From the beginning, the intention has been to create an independent forum in which fresh thinking about poetry, in both its intellectual and its practical needs, can flourish free of any allegiance other than to the best ideas. In order to help frame the Institute’s first efforts and best determine how the poetry community might work together for the benefit of the art form, the Poetry Foundation asked members of the poetry community to describe in their own words the most pressing needs of poetry and the poetry community. Close to 170 replies were received, some in response to an open call for ideas in the president’s annual letter, but most in response to a questionnaire sent to 600 poetry community members. Those who responded included poets, publishers, critics, booksellers, educators, readers, and arts administrators. These responses were the first materials I saw when the Poetry Foundation began to speak to me about the Institute last fall, and they were powerfully persuasive that the Institute was an idea whose time had come.
Among the concerns most often articulated in the replies were those regarding audience development; a perceived reduction of publication and distribution opportunities; the relevance of poetry in a new-media world; problems facing translators of poetry; and both the importance of education and the challenges of teaching poetry in classrooms. As we began our thinking both about the questionnaires and about our less formal conversations with poets, we realized we wanted to find a topic that would not just address a single issue but rather acknowledge how deeply many of these issues are connected.
Thus, the topic we have identified is Poetry and New Media.

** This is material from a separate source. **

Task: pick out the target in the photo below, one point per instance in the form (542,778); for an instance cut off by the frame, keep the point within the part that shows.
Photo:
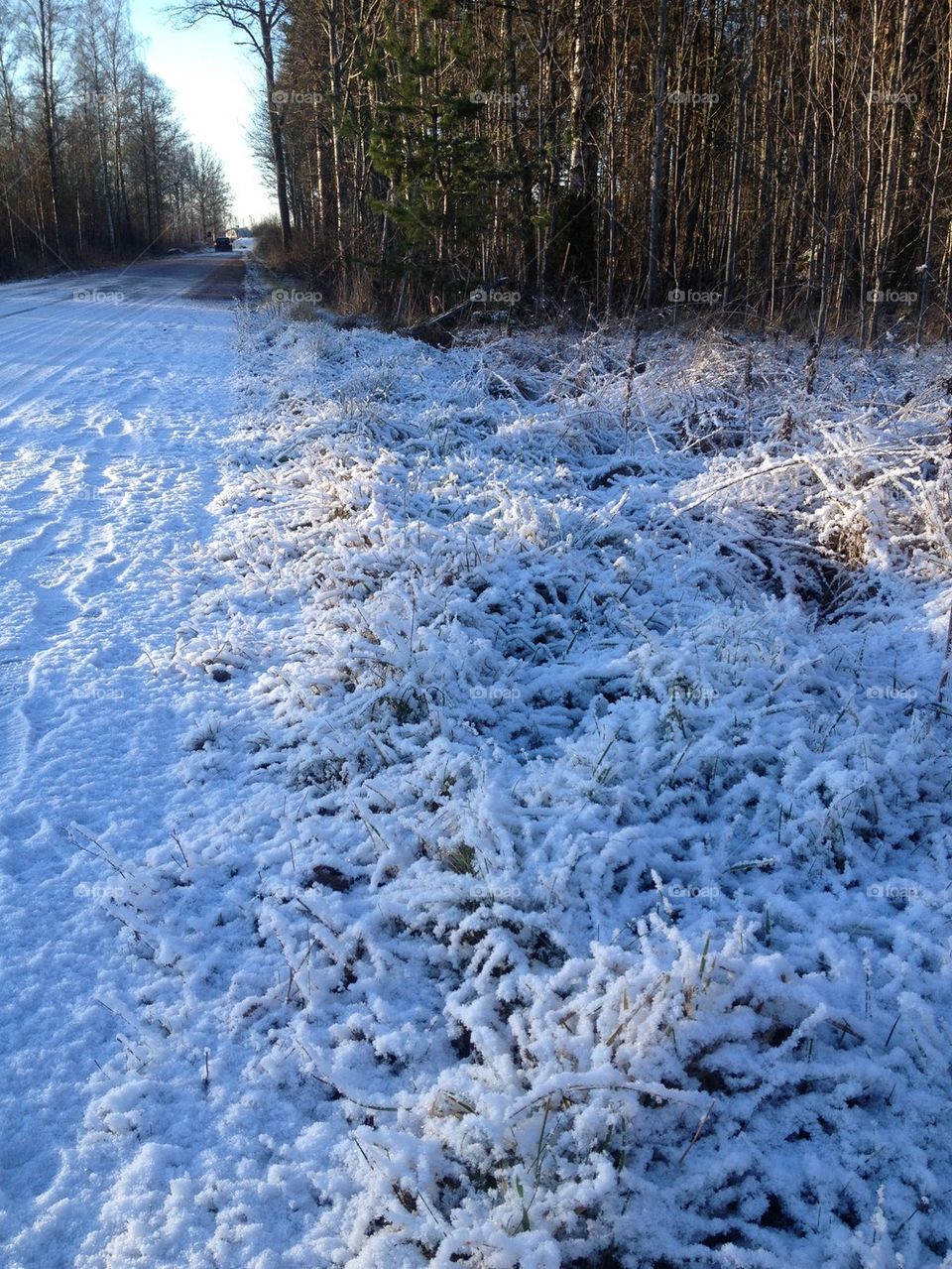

The working group we have assembled to think about it over the next year will forge “best practices” recommendations for the preparation, distribution, and reception of poetry through new-media platforms, including not only those with which we are already familiar (radio, television, the Internet, podcasting, and so on) but also those that are now emerging and that will emerge in the future. I believe I speak for everyone in the group in saying that everyone wants to create a standard that will both protect the intellectual property of poets and publishers and ensure a vigorous presence for poetry in all its forms in new-media outlets. We believe that this topic touches on almost every aspect of the creation and transmission of poetry. We also believe that this is a conversation whose time has come.
In assembling our working group, we looked for individuals who would bring passion and skills along with energy and intelligence to the discussion. As you look at the makeup of the group, you will, I believe, be as excited and impressed by the caliber of leadership and mind it represents as I am. In addition to distinguished poets and publishers and others connected to the creation and distribution of poetry, the group includes attorneys and a world-class computer scientist.
In spite of the real concerns and anxieties about the future of poetry articulated not only in our questionnaire but also in our journals, in the hallways of our educational institutions, and on panels at writers’ conferences and at AWP, our conversations have represented the optimism and resilience of those devoted to poetry as an art form. Thank you in advance for your time and support.